А рыба в тот вечер ушла.
Улыбчивая молодая красавица Анна без единой морщинистой мысли в голове ступала по вездесущей теперь в городе мостовой легко и непринуждённо, будто едва заметно парила. Она всегда оставляла себе имя и образ последнего мужчины, пока не являлся на авансцену новый – если повезёт, во множественном числе. Поразмыслить над удивительно практическими выводами Арика, безусловно, стоило, но отчего-то хотелось побыть ещё немного бесхитростной простушкой. Примеряя один за другим характеры и надеясь отыскать среди бесчисленных масок свой, не устанешь радоваться поразительной многогранности окружающего. С одного взгляда и под одним углом мир по большей части одинаков, ощутить его наполненность и полновесность возможно лишь через несколько, а лучше и вовсе бесконечное число восприятий. Не в силах ещё сформулировать идею, она тем честнее отдавалась ей, не изгаженной уродливой формой слов.
Желание, очищенное от шелухи социальных комплексов и конъюнктуры морали, превращало её в античную богиню, яркую непосредственность, очаровательно страстную натуру. Наконец – оно дарило ей свободу. Настоящую, не обрисованную границами на политической карте и не истыканную флажками покорения на глобусе. Прежде всего, свободу думать. Оставив на берегу чужой теперь земли громоздкий, но притом совершенно никчёмный багаж, пересекала жизнь легко, не чувствуя притяжения. На свет её слетались жаждущие приобщиться к знанию или просто красивому телу – последнее, к слову, доставляло ей куда большее удовольствие, нежели оргия с примесью душеспасительных бесед, любили её не всегда долго, но, спасибо профессии, неизменно искренне. Замешанная на вознаграждении связь лишена фальши, она проста и бесхитростна, как и надлежит быть чувству. Любовь – это когда он делает с ней всё что хочет, и сама суть её отзывается ему. Всё остальное – только сублимация. Ни дня, ни часа, ни секунды они ей не врали. Если желание уходило, вслед за ним уходили и они. Возвращаясь исключительно с ним же.
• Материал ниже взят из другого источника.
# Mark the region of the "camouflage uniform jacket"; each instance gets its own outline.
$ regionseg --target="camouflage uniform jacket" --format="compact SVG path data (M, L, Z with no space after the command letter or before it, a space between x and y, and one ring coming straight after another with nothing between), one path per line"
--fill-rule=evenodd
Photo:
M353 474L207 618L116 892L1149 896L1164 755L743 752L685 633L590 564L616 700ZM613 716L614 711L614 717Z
Парадоксально и гнусно, но зацикленное на регламентировании общество вытравило чистоту и непредвзятость отовсюду, превратив всякую единицу в носителя внушительного списка запретов, не имеющего и, что куда важнее, не желающего иметь представления об их источнике, закономерности, оправданности и последствиях. Человек больше не мыслит, но транслирует, передавая далее по цепочке полученную информацию. Что даёт первоисточнику возможность сначала искажать, затем превращать, а после уже создавать – всё, что потребуется. Вертикаль не только власти, но и мысли. Добровольное превращение индивидуума в кластер и программный код. Горячо желанное превращение, вряд ли, к слову, имеющее какую-либо центральную направляющую длань, разве кучку оседлавших стихийный процесс бенефициаров. Чья основная задача не столько править – процесс не требует больше усилий, сколько спасти остатки собственной личности от вируса распада. Абсолютная информация, терабайты личного мнения сжались до единственной формулы видения: хочу быть рабом, при условии, что все вокруг тоже рабы. Возможно, более успешные, богатые и красивые. И тем не менее. Которые также боятся и трепещут. Замечают и рапортуют. Братья и сёстры.
«Они хотят быть хозяевами, понимаешь, – однажды всё-таки напившись, исповедовался ей вернувшийся из очередной командировки Натахин фаворит. – И они правы. Зачем быть стадом всем, если довольно и девяти десятых. Пусть живёт сильный, полнокровный, решительный, а остальные, выживая, на него работают. До тех пор, пока Акела не промахнётся. Тогда кровь обновится – ясное дело, не без крови, ну так ведь естественный благословенный природой ход вещей. Никакая железная рука не согнёт народ, который не хочет согнуться. Вот только он же хочет… Так пусть лучше военная демократия с переворотами, резнёй и чем угодно, что выбросит на поверхность достойного – быть выброшенным на эту самую поверхность в это самое время. Нежели пожизненная стабильность диктатуры, обеспеченная тотальным колпаком с действенным аппаратом насилия. Невосприимчивая под ядерным зонтиком к внешним раздражителям.